'The Life of Chuck' isn't sorry for your loss
Adapting Stephen King, Mike Flanagan finds joy in life's fleeting nature
“The Life of Chuck” writer-director Mike Flanagan makes a small cameo in his movie as a mourner at a funeral. He quickly and uncomfortably mutters a platitude (“So sorry for your loss”) to the bereaved, in a hurry to get through an awkward social interaction.
It’s a bit of an in-joke, because “Chuck” is such a powerful and direct film about life and death, looking unblinkingly but compassionately at the undeniable, inescapable truth that our time here is finite. We may not get as much time as we would like. We almost certainly will not get to spend that time in exactly the way we wanted. But the fact that we get it at all is something to cherish.
Perhaps worried that such a life-affirming message might come across as too corny, “Chuck” starts off during the apocalypse. (Did I mention that the movie is an adaptation of a Stephen King short story?) Marty Anderson (Chiwetel Ejiofor) is a high school English teacher trying to keep his students interested in poetry as the world seems to be falling apart around them.
The internet is on the fritz, civil wars and environmental catastrophes are everywhere, and ordinary people seem to be just giving up, quitting their jobs and going home to wait for the end. It’s a frighteningly familiar heightening of the anxieties that we carry around today.

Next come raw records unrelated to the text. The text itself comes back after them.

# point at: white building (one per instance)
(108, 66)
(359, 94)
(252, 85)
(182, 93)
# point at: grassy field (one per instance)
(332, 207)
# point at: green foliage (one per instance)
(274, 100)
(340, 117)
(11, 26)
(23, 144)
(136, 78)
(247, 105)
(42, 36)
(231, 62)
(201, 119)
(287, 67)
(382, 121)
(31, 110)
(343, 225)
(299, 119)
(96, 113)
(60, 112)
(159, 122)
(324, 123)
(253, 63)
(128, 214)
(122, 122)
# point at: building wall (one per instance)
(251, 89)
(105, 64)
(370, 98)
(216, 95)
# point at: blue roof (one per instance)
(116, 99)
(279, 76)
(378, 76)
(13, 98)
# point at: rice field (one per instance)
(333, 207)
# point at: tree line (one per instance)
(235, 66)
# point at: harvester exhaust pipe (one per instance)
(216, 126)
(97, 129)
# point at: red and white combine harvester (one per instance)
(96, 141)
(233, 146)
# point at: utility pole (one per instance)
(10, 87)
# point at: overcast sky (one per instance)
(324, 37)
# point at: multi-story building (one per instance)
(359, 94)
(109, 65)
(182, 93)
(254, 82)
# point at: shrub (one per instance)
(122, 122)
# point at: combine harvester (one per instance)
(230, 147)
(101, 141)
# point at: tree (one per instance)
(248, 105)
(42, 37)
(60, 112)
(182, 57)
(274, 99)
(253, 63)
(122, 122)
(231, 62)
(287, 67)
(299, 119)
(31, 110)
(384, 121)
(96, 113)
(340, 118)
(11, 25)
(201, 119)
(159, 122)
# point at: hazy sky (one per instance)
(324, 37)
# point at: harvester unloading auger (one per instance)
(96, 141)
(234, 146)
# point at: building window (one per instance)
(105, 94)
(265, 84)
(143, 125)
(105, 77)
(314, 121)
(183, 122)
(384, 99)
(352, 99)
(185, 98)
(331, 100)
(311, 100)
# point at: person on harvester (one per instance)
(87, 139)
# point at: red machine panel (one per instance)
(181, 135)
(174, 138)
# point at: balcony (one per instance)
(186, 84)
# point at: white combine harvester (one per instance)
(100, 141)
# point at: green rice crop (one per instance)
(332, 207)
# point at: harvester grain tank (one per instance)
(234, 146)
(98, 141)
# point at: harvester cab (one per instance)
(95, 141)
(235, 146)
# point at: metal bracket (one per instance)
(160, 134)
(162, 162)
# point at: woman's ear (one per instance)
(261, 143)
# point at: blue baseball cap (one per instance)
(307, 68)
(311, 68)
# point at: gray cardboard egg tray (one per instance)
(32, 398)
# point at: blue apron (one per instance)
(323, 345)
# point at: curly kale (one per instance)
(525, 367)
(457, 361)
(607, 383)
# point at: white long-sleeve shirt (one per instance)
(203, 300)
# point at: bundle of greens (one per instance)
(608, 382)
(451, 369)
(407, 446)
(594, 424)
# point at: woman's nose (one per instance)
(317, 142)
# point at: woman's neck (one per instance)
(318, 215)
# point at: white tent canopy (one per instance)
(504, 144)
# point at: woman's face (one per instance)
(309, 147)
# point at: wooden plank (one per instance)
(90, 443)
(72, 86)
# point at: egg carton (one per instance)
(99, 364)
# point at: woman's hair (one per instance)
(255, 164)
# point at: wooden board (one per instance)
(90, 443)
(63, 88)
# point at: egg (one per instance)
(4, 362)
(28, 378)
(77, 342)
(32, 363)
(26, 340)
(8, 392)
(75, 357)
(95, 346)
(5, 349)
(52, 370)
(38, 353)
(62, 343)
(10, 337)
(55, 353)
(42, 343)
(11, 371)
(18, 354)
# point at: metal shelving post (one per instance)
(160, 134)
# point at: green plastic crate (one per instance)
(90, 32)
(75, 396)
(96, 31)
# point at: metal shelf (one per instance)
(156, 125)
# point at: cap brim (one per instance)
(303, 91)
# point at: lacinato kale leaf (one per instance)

With one exception. Everywhere Marty looks, he sees odd billboards and TV commercials that feature a bespectacled man in a suit, and the phrase “Thanks Chuck For 39 Great Years!” Who is Chuck? And why should he be thanked?
Perhaps further confusing matters is that this first section of the film is labeled “Act III.” The next two acts go back in time to explore who Charles “Chuck” Krantz is, played by Tom Hiddleston as an adult in Act II and by Jacob Tremblay and Benjamin Pajak in Act I.
“The Life of Chuck” is less about plot than incident, the things that happen to Chuck and, especially, the people he meets along the way. It’s a movie that has room for mysterious locked doors and middle school crushes, Walt Whitman and Wang Chung, and not one but two fantastic dance sequences that made the hairs on the back of my head stand up.
In classic King fashion, the lively narration by Nick Offerman occasionally veers off to give us a mini-bio of some of the people Chuck meets along the way, to help us understand the significance of the moments (sometimes fleeting) when two lives intersect. The movie is packed with small, indelible performances, including Carl Lumbly as a funeral home director, Karen Gillan as Marty’s ex-wife, and Mark Hamill and Mia Sara as Chuck’s grandparents. (Incidentally, if you want to make a movie that makes Gen X viewers acutely aware of the passage of time, cast Luke Skywalker and Sloane from “Ferris Bueller’s Day Off” as grandparents.)
As these characters and occurrences add up to become one man’s life, “The Life of Chuck” will likely earn parallels to “It’s a Wonderful Life.” While each of those pieces are meaningful on their own, it’s the accumulation of them over time that gives the movie its power. In some ways, Flanagan the storyteller keeps us so invested in figuring out what’s going on, and how all the pieces fit together, that we might not even realize how much the film is slipping past our defenses and affecting us emotionally. “The Life of Chuck” is one of my favorite movies of the year, but I was dry-eyed until the absolute final shot.
And then I just lost it.
“The Life of Chuck” is playing in limited release now, and will expand nationwide on Friday.